Makale şöyle sonuçlanıyor: “Güzellik gibi bulanık bir konuda kesin sonuçlara varılmadan daha pek çok araştırma gerekecek.” Güzelliğin anlamını, deneyin maksatına uygun olsun diye, sadece duyumlardaki tatmin olarak varsaymanın üstüne bir de güzelliğin “bulanık” olduğu söyleniyor bize. Ona göre sadece bağımsız algılanabilir nesnelerin gerçek olduğu zihniyetin klasik örneğinde, güzellik kavramının bütün tarihi ve değerlendirme kültürünün gelişmesi böylece çöpe atılıyor. Peki, burada söylediklerim bize güzelliğin doğası hakkındaki soruları cevaplama hususunda nasıl yardım edecek? Açık ki, zevki ve zevksizliği duyumsayabilen özneler olmadan güzellik kavramı pek fazla anlam ifade etmez; ama bu tür zevki ortaya çıkaran nesneler olmadan da bir anlamı yoktur. Kant tarafından önerilen hangi nesnelerin hangi insanlarda ortaya çıktığının cevabı psikolojiyi de içeren, pek çok açıdan tarihsel, sosyal ve politik bir problem. (Ancak bu psikoloji, kültürel bağlamı dışlayacak deneyler yapma peşinde olmayan bir psikolojidir.)

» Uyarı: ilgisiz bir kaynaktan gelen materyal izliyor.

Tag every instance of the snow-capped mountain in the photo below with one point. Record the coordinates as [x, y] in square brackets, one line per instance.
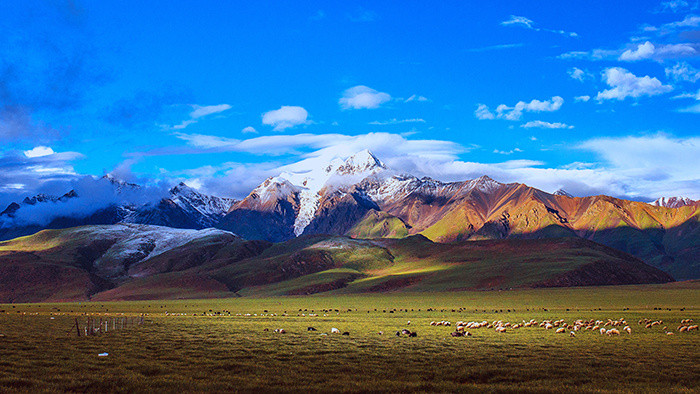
[562, 192]
[288, 203]
[108, 200]
[673, 202]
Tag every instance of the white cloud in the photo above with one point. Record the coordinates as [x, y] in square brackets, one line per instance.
[643, 51]
[625, 84]
[182, 125]
[416, 98]
[39, 151]
[655, 164]
[515, 112]
[397, 121]
[640, 167]
[545, 125]
[674, 5]
[200, 111]
[527, 23]
[518, 21]
[285, 117]
[695, 95]
[650, 51]
[510, 152]
[482, 112]
[361, 96]
[683, 72]
[578, 74]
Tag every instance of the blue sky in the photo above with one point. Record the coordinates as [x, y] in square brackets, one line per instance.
[595, 98]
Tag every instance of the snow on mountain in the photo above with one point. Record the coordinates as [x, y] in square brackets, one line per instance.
[138, 242]
[338, 173]
[672, 202]
[210, 208]
[484, 184]
[108, 200]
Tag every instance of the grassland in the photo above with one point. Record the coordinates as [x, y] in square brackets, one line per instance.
[225, 348]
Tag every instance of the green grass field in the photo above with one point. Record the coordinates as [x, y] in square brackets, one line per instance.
[218, 351]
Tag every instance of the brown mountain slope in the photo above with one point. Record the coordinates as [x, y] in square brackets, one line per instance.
[145, 262]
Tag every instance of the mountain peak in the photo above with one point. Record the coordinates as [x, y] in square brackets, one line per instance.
[361, 161]
[562, 192]
[484, 183]
[181, 188]
[672, 202]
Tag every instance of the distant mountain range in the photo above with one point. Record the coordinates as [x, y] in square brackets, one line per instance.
[183, 207]
[360, 197]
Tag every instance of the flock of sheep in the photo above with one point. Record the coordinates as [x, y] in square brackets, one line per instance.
[608, 327]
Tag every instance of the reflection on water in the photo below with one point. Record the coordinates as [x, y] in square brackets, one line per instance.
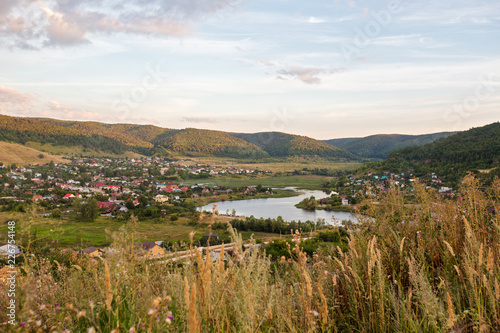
[284, 207]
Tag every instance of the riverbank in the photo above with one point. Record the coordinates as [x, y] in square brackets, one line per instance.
[277, 193]
[348, 209]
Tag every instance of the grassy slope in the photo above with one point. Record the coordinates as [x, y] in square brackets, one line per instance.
[77, 151]
[19, 154]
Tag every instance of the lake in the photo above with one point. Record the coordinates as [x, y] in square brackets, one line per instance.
[284, 207]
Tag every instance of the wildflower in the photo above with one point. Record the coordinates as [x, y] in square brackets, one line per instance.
[156, 302]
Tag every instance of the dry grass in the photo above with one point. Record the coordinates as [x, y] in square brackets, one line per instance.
[432, 268]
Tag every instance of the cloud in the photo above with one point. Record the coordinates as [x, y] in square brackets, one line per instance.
[42, 23]
[199, 120]
[13, 101]
[313, 19]
[309, 75]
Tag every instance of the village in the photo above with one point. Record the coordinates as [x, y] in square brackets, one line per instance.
[152, 188]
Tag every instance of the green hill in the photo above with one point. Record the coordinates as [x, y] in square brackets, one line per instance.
[278, 144]
[451, 157]
[117, 139]
[381, 145]
[196, 142]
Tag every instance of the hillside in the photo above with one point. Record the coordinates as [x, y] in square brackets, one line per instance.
[48, 131]
[196, 142]
[99, 139]
[15, 153]
[278, 144]
[381, 145]
[451, 157]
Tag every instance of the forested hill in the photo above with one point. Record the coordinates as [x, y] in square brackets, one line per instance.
[381, 145]
[192, 141]
[451, 157]
[278, 144]
[152, 140]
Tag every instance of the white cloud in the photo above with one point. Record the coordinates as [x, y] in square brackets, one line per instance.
[70, 22]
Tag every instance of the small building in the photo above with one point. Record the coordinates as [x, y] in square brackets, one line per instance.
[161, 198]
[10, 250]
[153, 250]
[210, 235]
[92, 252]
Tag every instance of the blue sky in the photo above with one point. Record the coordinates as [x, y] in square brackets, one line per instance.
[325, 69]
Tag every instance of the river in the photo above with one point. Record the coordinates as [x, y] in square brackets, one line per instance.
[284, 207]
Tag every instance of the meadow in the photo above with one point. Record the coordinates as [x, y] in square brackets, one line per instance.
[431, 267]
[70, 233]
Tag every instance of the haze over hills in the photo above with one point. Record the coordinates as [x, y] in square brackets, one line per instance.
[381, 145]
[450, 157]
[87, 138]
[278, 144]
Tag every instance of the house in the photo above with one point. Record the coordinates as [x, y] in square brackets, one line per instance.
[210, 235]
[10, 250]
[123, 210]
[107, 206]
[161, 198]
[152, 249]
[172, 186]
[92, 252]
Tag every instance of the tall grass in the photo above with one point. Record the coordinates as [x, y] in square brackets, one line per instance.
[431, 266]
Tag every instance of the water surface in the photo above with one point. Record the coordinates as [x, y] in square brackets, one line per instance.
[284, 207]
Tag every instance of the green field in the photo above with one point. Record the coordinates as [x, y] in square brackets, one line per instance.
[304, 182]
[69, 233]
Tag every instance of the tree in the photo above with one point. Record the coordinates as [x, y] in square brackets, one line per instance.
[86, 210]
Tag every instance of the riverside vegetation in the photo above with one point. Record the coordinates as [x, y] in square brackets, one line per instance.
[426, 267]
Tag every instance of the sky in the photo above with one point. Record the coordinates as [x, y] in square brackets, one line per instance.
[325, 69]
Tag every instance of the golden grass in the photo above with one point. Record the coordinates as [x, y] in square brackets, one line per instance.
[397, 275]
[22, 155]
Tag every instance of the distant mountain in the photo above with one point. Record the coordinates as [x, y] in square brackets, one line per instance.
[380, 146]
[117, 139]
[450, 157]
[279, 144]
[192, 141]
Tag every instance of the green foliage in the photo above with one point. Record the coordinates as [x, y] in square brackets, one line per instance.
[380, 146]
[85, 210]
[278, 144]
[450, 157]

Bilimsel araştırmayı yöneten varsayımların bazılarını, ait olmadıkları alanlara genişletme eğilimine direnmeliyiz.
Sonradan gelen psikoloji, Avrupa’daki güzellik anlayışının geniş çaptaki değişimini nasıl açıklar – özellikle de 18. yüzyılın ikinci yarısında vahşi doğanın tehdit olarak hatta çirkin olarak algılanmasından anlam ve hazzın kaynağı olarak görülmesi gibi bir değişimi? Kant, bu değişimi Herr de Saussure’ın bir görüşünü alıntılayarak ima etmiştir: Onun gibi buzlu dağları seven insanlar “deli”dir (burada buzlu dağ Mont Blac’tır, Saussure bu dağa tırmanan üçüncü kişidir) ve Romantik manzara resimlerinde, şiirde ve Beethoven’ın Pastoral Senfonisi gibi müziklerde gösterildiklerini söyler. Müzikte daha öncede bazı fırtınalar kopmuştur; ama Pastoral’daki gibi bir fırtına müziğe yeni bir tür vahşilik getirmiştir. (Bknz. Keith Thomas’ın Man and the Natural World kitabı) Bu tarz bir güzelliğin vahşi doğanın “malı” olduğunu düşünmek çok anlamsız olur; çünkü bu dönemden önce bu tarz bir güzelliğe sahipmiş gibi görünmüyor doğa. Ama yalnızca bireyin yansıması olduğunu söylemek de anlamsız olur (bırakın beyinde gerçekleşen bir şey olduğunu söylemeyi); çünkü vahşi doğanın durumundaki değişiklik, sanatı değiştiren (ve karşılığında sanat tarafından değişen), günümüzdeki turizmin başlamasına vb. şeylere neden olan bir supra-birey oluşumu. Yukarıda da değindiğim gibi, Kant, güzellik probleminin, sübjektif ve objektif arasındaki ilişkiyi nasıl düşündüğümüz hakkında sorular sormak için iyi bir yer olduğunu ve psikoloji araştırmalarında bu felsefi sorunun görmezden gelinemeyeceğini fark eder.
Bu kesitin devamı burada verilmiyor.